From the other side, Brazil and the other Latin American States, differently from the East Asian ones, are totally incapable to exploit their prostitution to the Empires. So they remain genetically under-developmental and underdeveloped. The arrogance of ignorance and the arrogance of underdevelopment are a macabre aspect of that.         

No real and substantial education, no real apt professionals, no debureaucratization, no vast plan for popular housing, absence of whatever managerial skill, wide spreading ignorance, brainwashing of people making them to believe that Brazil be becoming a world power. It is normal nothing really change or not in better.

“The difference between all the favela residents and all the nonfavela residents in Rio is significant, and not easily diminished, but the differences within favelas and among favela residents can be washed out in a generation or less.” (Perlman 2010, p. 238)

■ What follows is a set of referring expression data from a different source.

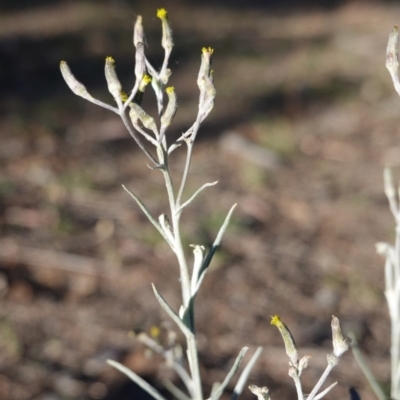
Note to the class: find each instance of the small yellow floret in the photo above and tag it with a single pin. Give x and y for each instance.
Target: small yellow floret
(146, 79)
(275, 320)
(162, 13)
(124, 96)
(209, 50)
(155, 332)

“In the years since the end of the dictatorship, Brazil has attained middle-income status by worldwide standards, though much of its population has clearly been excluded. In fact, Brazil has the highest degree of disparity between rich and poor of any large country in the world. As I’ve shown, the poor of Brazil have been systematically prevented from achieving their full human potential and have been denied the dignity of full citizenship—but I have not yet explored the economic consequences of such a disparity.
“Undoubtedly, this level of inequality has set limits on economic growth by depriving the country of the intellectual capital, productive and consumer potential, and political participation of a third of its urban population.”
(Perlman 2010, p. 250)

“During the period of my restudy the city of Rio had lower rates of growth (in GDP/capita) and upward mobility than the city of São Paulo, the state of Rio, all of the major regions of the country, and Brazil as a whole. Although Rio’s GDP per capita is relatively high, Rio’s cost of living is even higher—and Rio’s level of inequality is worse than that of Brazil in general (exhibiting a Gini coefficient of 0.616 compared with 0.593). According to the ratings of the Human Development Index, Rio’s quality of life ranges from levels comparable to that of Belgium (in Gávea, an upscale neighborhood in the South Zone, ninth in world ranking) to that of Vietnam (in the Complexo de Alemão, in the North Zone, 108th of 177 countries in the world). This extreme inequality presents an obstacle to social mobility.”
(Perlman 2010, p. 251)

Brazil has no hope. What is even worse is that it cannot realize that. On the other side, Brazilians normally live ‘fucking’ each other. They are happy in that way. Everybody cheats everybody, even oneself.

Perlman, J., Favela. Four Decades of Living on the Edge in Rio de Janeiro, Oxford University Press, 2010.